Several Ugandan teenage girls got pregnant during the COVID-19 lockdown and as a result of this, many of them dropped out of school. According to a 2021 report by the United Nations Population Fund (UNFPA), the COVID-19 pandemic impacted all aspects of life in Uganda, resulting in school closures, loss of jobs, and disruptions in access to health and social services, although no group felt the effects of the pandemic more than adolescent girls! “The high rates of teenage pregnancy can be attributed to disruption to programs that support access to sexual reproductive health information and services to schoolgirls. Also, poverty led some parents to marry off their daughters to make money to survive,” Dr. Edson Muhwezi, the UNFPA Assistant Representative to Uganda says.
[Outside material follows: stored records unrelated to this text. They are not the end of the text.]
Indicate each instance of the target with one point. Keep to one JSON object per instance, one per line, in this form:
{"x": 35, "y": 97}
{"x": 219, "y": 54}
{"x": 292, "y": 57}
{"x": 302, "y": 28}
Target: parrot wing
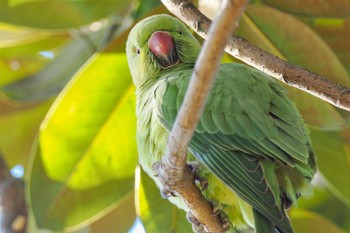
{"x": 247, "y": 123}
He adds that “Analysis of data on first Antenatal Care visits from District Health Information System (DHIS-2) shows that there was a 17 percent spike in teenage pregnancies between March 2020 and June 2021.”
Although the government, through the Ministry of Education and Sports rolled out a program to rehabilitate these affected girls and urged school administrators to allow them to continue with their studies, many of them remained at home, especially because they could not fit well amongst their classmates. However, in a bid to salvage the situation, Diana Kibuuka, a US-based Ugandan nurse and social worker decided to give these teenage girls another opportunity to get educated through her Non-Governmental Organisation – ACTS-FUND (Action For Community Treatment Services). A mental health expert, Kibuuka realized that most of the teenage girls who had been impregnated during the COVID-19 lockdown were suffering from severe trauma, some had been infected with HIV, while others couldn’t cope with the responsibilities of studying and being young parents. Through her NGO, Diana decided to start up a program called Bright Star Girls Alliance, under which she has helped rehabilitate several young mothers and teenage victims of sexual violence. Equipped with a team of skilled trainers and mental health specialists, Diana started moving around different districts looking for teenage mothers, intending to rehabilitate and return them to school.
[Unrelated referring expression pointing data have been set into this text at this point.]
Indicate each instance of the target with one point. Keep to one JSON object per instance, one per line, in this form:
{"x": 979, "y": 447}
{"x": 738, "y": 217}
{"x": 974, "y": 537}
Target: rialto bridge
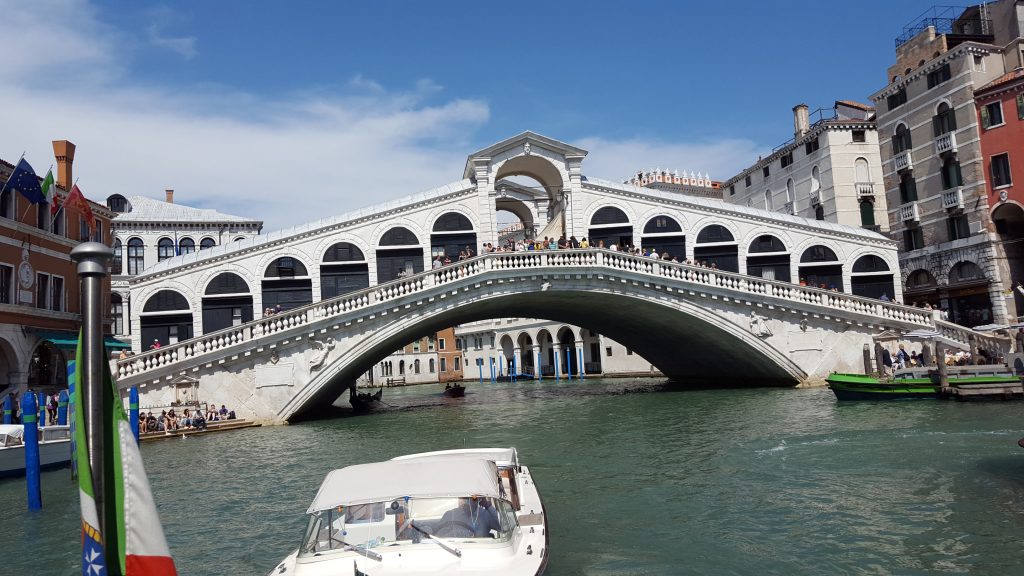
{"x": 355, "y": 287}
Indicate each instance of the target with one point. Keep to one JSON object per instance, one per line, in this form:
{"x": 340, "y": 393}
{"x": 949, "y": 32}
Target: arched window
{"x": 860, "y": 171}
{"x": 186, "y": 245}
{"x": 136, "y": 256}
{"x": 165, "y": 249}
{"x": 116, "y": 262}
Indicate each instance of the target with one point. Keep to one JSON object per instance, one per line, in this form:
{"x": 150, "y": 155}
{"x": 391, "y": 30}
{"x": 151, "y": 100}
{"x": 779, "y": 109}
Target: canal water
{"x": 637, "y": 478}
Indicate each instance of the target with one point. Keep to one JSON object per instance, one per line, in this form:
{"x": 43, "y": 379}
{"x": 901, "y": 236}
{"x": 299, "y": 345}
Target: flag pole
{"x": 92, "y": 258}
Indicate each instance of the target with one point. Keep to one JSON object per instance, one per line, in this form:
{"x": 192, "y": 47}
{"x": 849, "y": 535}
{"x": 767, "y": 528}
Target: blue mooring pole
{"x": 42, "y": 409}
{"x": 62, "y": 408}
{"x": 29, "y": 416}
{"x": 133, "y": 411}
Her project started bearing fruits when in January this year she traveled to Kalangala District, where she helped to rehabilitate several teenage mothers, who thereafter returned to school to acquire skills that can enable them earn a living. It was not long before the government, through the Ministry of Education and Sport, acknowledged Kibuuka’s efforts and decided to join hands with her in a bid to give Ugandan teenage girls a new chance to life. Through the Ministry, the government agreed to support Kibuuka’s cause by undertaking to pay school fees for the girls that got rehabilitated through her Bright Star Girls Alliance. Addressing some affected students who are rehabilitated in Bright Star Girls Alliance under Action for Community Treatment Centre (ACTS) in Kalangala, George Mutekanga, the assistant Commissioner for Private Schools in the Ministry of Education and Sports, said the government is to support them in formal Education. “Students will be recruited in Ssese Agricultural Farm Institute in courses of their own choice and on their graduation, they will be given start-up capital,” Mutekanga said in January during an event to pass out some of the rehabilitated teenage girls.
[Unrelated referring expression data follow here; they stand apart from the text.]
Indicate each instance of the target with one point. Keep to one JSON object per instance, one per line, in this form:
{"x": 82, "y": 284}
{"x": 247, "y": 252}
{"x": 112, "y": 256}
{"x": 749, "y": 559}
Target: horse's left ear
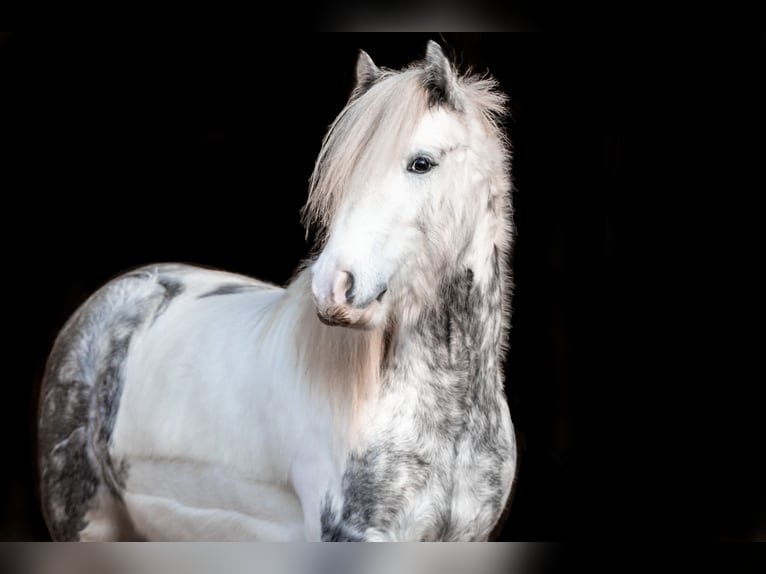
{"x": 440, "y": 76}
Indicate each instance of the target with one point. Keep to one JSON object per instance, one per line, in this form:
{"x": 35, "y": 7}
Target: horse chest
{"x": 425, "y": 471}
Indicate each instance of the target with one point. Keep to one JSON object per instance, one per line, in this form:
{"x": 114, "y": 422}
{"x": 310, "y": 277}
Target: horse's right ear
{"x": 366, "y": 73}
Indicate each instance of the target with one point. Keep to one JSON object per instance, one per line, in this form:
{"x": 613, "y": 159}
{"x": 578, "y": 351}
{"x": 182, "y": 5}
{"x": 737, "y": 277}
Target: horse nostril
{"x": 349, "y": 287}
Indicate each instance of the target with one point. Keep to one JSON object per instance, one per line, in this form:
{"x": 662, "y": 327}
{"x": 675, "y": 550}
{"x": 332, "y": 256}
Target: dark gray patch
{"x": 371, "y": 498}
{"x": 80, "y": 399}
{"x": 68, "y": 478}
{"x": 230, "y": 289}
{"x": 173, "y": 288}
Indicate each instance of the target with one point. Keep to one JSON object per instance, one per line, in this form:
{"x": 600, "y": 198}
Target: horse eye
{"x": 420, "y": 164}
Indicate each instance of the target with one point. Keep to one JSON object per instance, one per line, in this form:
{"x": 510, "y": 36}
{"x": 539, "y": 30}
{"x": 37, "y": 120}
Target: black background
{"x": 634, "y": 159}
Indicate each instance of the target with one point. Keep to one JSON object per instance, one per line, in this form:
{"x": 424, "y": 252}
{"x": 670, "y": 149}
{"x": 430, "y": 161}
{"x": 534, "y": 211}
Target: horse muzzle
{"x": 340, "y": 302}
He also urged Resident District Commissioners (RDCs)and security operatives in Kalangala to follow up on cases of defilers that had been reported by some parents. In the same vein, Apolo Mugume, the Kalangala RDC, appealed to parents not to hide impregnated teenagers and young mothers, as many parents in the island district were doing, noting that this would deny them opportunities to continue with their studies. Mugume assured parents that he would follow up on rehabilitated girls to ensure that they acquire skills in farming and other courses, which would enable them to have a better future. Kibuuka, who thanked the government for this timely intervention, said that Bright Star Girls Alliance has so far helped to rehabilitate over 25 girls from three sub-counties of Kalangala Town Council, Mugoye and Bujumba, who are all teenage mothers. She revealed that her dream is to rehabilitate, empower and educate all affected teenage girls, with the intent to renew their hope for education after childbirth. Kibuuka said; “The best way to achieve this is by rehabilitating them mentally and physically, giving them all the physical and psychosocial support they need, plus supporting them for further education until they complete their studies.”